Like I said, my parents let me hermit as long as I went to therapy on Monday.
Mom drove me. The drive was mostly silent. She asked how I was a few minutes after beginning to drive, I responded with a “I’m struggling, but I’ll be fine.” And the conversation fizzled into nothing up until we had to say goodbye to each other when we arrived at the building.
I check in and sit in the waiting room, staring at the painting of an elk on the wall facing me. I’ve never noticed before how piercing the elk’s gaze is. It stares right at you with its full-black eyes, posed as if shocked at what you’re doing. What was I doing that was so shocking? I mentally ask it. I wasn’t the one who faked his own murder.
My therapist waddles into view and I stand. She leads me into her office, which is lots smaller than the therapy offices on tv, I must break that to you. As I sit on the forest-green couch adjacent to her desk, I remind myself of the 3 Lies… Does that apply to my therapist? Of course it does. But I had to tell her something or else I’d die of the stress of keeping my secret. Or would I? I change my stance on the issue rapidly and repeatedly.
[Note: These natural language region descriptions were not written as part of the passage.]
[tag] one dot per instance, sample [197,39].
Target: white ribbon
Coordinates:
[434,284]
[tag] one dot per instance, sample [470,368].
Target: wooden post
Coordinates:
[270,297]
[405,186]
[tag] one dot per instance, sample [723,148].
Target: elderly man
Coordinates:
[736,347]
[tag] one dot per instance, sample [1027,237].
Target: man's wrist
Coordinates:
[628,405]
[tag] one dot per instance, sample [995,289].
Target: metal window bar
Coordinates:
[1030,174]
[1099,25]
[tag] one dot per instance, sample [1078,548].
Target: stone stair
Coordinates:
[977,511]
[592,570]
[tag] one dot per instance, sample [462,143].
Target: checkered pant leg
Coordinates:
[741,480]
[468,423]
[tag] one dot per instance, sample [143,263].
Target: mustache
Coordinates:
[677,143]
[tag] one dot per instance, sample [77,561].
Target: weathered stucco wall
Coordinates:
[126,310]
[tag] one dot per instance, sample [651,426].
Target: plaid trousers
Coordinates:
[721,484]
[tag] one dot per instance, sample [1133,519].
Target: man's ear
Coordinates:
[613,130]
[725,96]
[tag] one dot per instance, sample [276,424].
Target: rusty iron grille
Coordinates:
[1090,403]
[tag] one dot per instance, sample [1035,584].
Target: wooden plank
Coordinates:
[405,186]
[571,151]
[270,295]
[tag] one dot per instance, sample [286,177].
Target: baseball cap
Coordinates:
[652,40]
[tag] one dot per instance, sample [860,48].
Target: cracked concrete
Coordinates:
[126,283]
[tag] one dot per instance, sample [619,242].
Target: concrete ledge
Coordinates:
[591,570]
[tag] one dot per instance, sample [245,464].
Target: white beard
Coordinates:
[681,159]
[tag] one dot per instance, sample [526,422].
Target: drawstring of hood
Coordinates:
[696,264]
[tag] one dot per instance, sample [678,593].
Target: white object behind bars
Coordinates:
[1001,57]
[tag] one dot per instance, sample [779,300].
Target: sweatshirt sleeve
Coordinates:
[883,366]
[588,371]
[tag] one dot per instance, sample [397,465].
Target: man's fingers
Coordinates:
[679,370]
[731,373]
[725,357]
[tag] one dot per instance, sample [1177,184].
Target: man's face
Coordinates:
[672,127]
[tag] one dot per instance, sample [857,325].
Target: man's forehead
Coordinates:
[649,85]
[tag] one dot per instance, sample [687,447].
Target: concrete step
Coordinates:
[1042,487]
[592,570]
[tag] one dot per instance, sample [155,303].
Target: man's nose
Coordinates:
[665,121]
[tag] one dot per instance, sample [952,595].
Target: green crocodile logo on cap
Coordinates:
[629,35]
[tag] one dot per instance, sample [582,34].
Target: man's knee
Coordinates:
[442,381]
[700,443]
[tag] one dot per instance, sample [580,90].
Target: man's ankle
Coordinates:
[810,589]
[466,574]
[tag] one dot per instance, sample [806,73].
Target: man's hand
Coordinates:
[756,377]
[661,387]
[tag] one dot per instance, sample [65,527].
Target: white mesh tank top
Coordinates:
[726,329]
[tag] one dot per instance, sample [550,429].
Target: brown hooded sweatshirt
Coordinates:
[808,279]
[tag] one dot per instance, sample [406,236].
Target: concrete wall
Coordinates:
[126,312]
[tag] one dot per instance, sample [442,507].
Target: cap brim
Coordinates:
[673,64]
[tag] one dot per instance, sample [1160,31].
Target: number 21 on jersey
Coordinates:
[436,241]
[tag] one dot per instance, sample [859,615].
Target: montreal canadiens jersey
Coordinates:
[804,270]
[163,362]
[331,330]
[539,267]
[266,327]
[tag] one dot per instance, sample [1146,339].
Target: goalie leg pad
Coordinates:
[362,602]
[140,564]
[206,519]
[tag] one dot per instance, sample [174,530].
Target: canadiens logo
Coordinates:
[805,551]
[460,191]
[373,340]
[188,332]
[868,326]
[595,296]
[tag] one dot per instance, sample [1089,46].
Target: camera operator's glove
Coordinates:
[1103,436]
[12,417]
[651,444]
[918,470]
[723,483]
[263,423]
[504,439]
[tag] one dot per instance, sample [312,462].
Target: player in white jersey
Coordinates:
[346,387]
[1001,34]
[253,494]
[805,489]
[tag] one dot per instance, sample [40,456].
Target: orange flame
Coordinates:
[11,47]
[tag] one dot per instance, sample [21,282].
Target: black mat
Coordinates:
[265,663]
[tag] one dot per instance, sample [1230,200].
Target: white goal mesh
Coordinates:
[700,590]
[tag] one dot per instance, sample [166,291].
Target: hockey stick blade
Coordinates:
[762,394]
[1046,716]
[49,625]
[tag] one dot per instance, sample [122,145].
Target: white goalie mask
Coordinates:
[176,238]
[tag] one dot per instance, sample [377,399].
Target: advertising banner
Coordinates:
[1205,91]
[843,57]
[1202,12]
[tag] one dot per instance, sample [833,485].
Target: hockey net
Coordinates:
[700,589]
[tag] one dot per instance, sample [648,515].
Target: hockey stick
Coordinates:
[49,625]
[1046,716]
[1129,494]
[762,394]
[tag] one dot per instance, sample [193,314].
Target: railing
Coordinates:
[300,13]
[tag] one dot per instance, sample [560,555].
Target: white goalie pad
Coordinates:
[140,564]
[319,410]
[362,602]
“So how have you been this week?” she asks.
She doesn’t know. She doesn’t know anything about this.
I start at the top. I tell her about his death, and my grieving. Then I tell her I’m going on bike rides to help with grief. I tell her where I went yesterday and what I did to make peace with his death. She doesn’t so much react as she does simply listen to me ramble, sometimes interjecting with a “How did you feel in that situation”. And that question really got me stumped. I drop everything and state,
“If I’ll be honest. Lately, I don’t feel a thing.”
“What do you mean by that?” she asks.
“I mean, I’ve been so preoccupied with these… bike rides, that, I don’t know. I’m so obsessed that I haven’t really felt so much as thought. I think myself into pieces, but it’s to the point where my feelings aren’t really there anymore.”
I stopped myself, of course, before I got into anything relating to the business card or the clue. Damming that shit up took actual effort this time.
“We all process grief in different ways. Feeling numb is perfectly normal in times like these. You aren’t doing anything wrong in using a coping mechanism. I’m actually really proud of you for taking the step to create a coping mechanism for this, such as bike riding. That’s really healthy.”
“Yeah…”
The session was over before I knew it. I left the clinic, spotting my mom’s car awaiting my return. The numb feeling is normal, but knowing that didn’t help me shift it. Blank-faced, I planned my next course of action.